Mi piace pensare a Gesù che accoglie la testimonianza della donna, quando c’invita ad accogliere Lui ed i suoi discepoli: “Chi accoglie voi accoglie me, e chi accoglie me accoglie colui che mi ha mandato” (Mt 10, 37-42). E’ un’esperienza che richiama al valore dell’ospitalità in nome di Dio, un’ospitalità che come tutto ciò che è dono gratuito possiede in sé una particolare fecondità. La donna di Sunem, per la sua accoglienza dell’uomo di Dio, ottiene una ricompensa meravigliosa, ciò che non avrebbe mai potuto immaginare: il dono di un figlio.

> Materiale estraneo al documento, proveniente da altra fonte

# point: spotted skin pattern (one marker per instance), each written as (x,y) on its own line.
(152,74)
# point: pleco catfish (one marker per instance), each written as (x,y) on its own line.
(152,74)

L’accoglienza vera ci porta a guardare oltre le sembianze esterne di chi chiede ospitalità, ad accogliere una persona che porta dentro di sé una dignità, quella di essere figlio di Dio, appartenente cioè alla famiglia umana. Oggi purtroppo si sta perdendo questo senso di appartenenza. Lo straniero, il migrante è spesso guardato con sospetto,  considerato un terrorista, uno che vuole sottrarre il nostro pane ed il nostro lavoro e benessere. Questa lettura del fenomeno ci allontana da Dio, è segno della perdita della consapevolezza che tutti siamo mendicanti di pane e di amore, tutti siamo possibili migranti, tutti siamo membri dell’unica famiglia dei figli di Dio.

Maria come madre di famiglia indica ai figli l’accoglienza come stile di vita. Il cristiano devoto di Maria è qualcosa di più di un semplice devoto: porta dentro di sé lo stile della madre, che è stile di accoglienza.

La sua famiglia è famiglia accogliente, è chiesa che accoglie. Non c’è chiesa se non c’è accoglienza. Ci chiediamo: siamo comunità accogliente? Siamo una comunità inclusiva o esclusiva? La chiesa è una comunità inclusiva. E’ questa l’immagine di chiesa che siamo chiamati a realizzare nelle piccole comunità parrocchiali. Non creiamo muri o steccati tra noi. Cresciamo sempre nel dialogo e nella collaborazione come viene richiesto da chi è preposto a vostra guida. Tutte i nostri edifici di culto, le nostre chiese hanno un campanile con delle campane. Non c’è campanile senza campane. Ma le campane suonano a festa, per invitare tutti a partecipare al banchetto eucaristico. Invitano tutti, senza discriminazioni.

Rendiamo le nostre chiese spazi di accoglienza, case che accolgono, che dialogano, comunità che camminano insieme, non roccaforti ove c’è poco spazio per quanti non appartengono ai ‘nostri’. Fate della vostra parrocchia una comunità di piccole comunità all’interno dell’unica chiesa diocesana. Mettetevi in rete fra voi, divenendo testimonianze concrete di fedeli capaci di fare spazio agli altri e di camminare insieme. E’ questa la vera comunità di Gesù. In essa l’amore unisce non divide!